The group said “contrary to the opinion expressed by the school, its PTA, and the Methodist Church, several medical research conducted and published on reputable medical journals such as the New Journal of England medicine, John Hopkins Journal of medicine, have affirmed that intermittent fasting promotes blood sugar control via the reduction of insulin resistance and impacts positively on type 2 diabetes mellitus, and minimises the risk of coronary heart disease and hyperlipidaemia”.
Statement below:
The Islamic medical association of Ghana (IMAGH) which represents all Muslim health professionals in the country has noted with utter disdain the distorted assertions made by the Wesley Girls High school, the Methodist Church of Ghana and the PTA of the school in their communique to the effect that fasting is deleterious to the health of students. This inaccurate assertion was made by these bodies in an attempt to justify the clear violations of the religious rights of Muslim students in Wesley Girls High school. As far as IMAGH is concerned, those claims are unfounded and lack any firm bases in science and medicine. These claims by the 3 bodies were made without any scientific proof. IMAGH acknowledges the fact that there are various religious groups who fast. However, the mode of fasting differs from one religion to the other. Whilst fasting is optional in most religions, it is compulsory for all healthy Muslims to fast in the month of Ramadan “O ye who believe, decreed upon you is fasting as it was decreed upon those before you that you may become righteous” (Quran 2:186).
Despite the fact that the instruction to fast is obligatory, the Quran in chapter 2:184 exempts Muslims with underlying health and some physiological conditions from fasting. These include those who are ill or on a journey. Muslims with active peptic ulcer, pregnant and lactating women, renal disease, liver disease are encouraged by Islamic scholars and health professionals to avoid fasting. This is because fasting is not intended to cause hardship. It must also be emphasized that peptic ulcer disease is not caused by hunger or fasting. This misinformation of the general public needs to stop. The causes of peptic ulcer disease are well known. Science and Medicine has an envious place in Islam.
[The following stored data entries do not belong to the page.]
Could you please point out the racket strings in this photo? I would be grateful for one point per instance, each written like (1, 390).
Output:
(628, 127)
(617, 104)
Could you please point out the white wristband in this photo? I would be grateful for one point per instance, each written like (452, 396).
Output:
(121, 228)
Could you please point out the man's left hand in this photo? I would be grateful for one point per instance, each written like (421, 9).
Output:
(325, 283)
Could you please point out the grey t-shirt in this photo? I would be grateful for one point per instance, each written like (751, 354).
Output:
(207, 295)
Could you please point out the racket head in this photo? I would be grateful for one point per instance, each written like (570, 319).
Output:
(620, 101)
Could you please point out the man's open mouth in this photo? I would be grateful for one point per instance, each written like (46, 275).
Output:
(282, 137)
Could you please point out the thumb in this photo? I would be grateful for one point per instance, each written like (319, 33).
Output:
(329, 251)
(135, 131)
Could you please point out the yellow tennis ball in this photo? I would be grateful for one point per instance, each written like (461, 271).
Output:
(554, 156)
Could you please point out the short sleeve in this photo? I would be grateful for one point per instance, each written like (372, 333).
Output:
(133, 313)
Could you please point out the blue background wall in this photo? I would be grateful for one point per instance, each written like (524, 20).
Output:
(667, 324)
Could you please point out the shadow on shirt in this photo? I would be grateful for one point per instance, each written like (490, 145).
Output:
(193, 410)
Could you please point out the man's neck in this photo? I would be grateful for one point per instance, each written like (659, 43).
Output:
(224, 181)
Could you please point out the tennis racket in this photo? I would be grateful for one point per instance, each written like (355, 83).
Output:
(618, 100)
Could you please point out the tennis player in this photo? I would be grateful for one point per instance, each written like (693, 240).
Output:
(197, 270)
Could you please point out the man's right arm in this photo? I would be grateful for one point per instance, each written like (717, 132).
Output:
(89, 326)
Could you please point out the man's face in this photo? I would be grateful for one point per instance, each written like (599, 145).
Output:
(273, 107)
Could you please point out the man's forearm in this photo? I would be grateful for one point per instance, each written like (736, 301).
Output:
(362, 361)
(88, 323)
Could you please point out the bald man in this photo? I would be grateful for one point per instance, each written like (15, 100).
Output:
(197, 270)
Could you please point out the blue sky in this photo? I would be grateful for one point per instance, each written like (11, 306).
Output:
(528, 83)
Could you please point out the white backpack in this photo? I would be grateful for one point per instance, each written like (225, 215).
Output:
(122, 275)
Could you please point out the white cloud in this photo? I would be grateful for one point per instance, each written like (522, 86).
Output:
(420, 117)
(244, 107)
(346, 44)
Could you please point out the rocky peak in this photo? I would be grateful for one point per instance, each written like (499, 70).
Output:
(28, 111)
In spite of these exemptions, one is not allowed to skip fasting based on any other reasons. It is even worse when such instructions are not based on sound scientific knowledge.
It is important to state that Islamic fasting is comparatively moderate and cannot be considered as starvation. There is a clear scientific distinction between fasting and starvation. Their physiological and biochemical effects on the human body are also different. At no point within the 12-16-hour period of fasting is the person deprived of any essential nutrient. This is the reason why Islam highly encourages the intake of Suhoor (dawn meal). Contrary to the opinion expressed by the school, its PTA, and the Methodist church, several medical research conducted and published on reputable medical journals such as the New Journal of England medicine, John Hopkins Journal of medicine, have affirmed that intermittent fasting promotes blood sugar control via the reduction of insulin resistance and impacts positively on type 2 diabetes mellitus, and minimizes the risk of coronary heart disease and hyperlipidaemia. In addition, it has also been shown to reduce markers of systemic inflammation and oxidative stress that are associated with atherosclerosis.
In conclusion, IMAGH wishes to state that Ghana is a secular state which must promote inclusiveness. Public or government assisted schools which seek to promote one religion over the other poses a risk to all of us and our future. We need to be careful in taunting Muslims to build their own schools. If this is done, this has the potential of deepening religious segregation and divisiveness. We therefore call for a broader stakeholder consultation to find an amicable solution to this issue.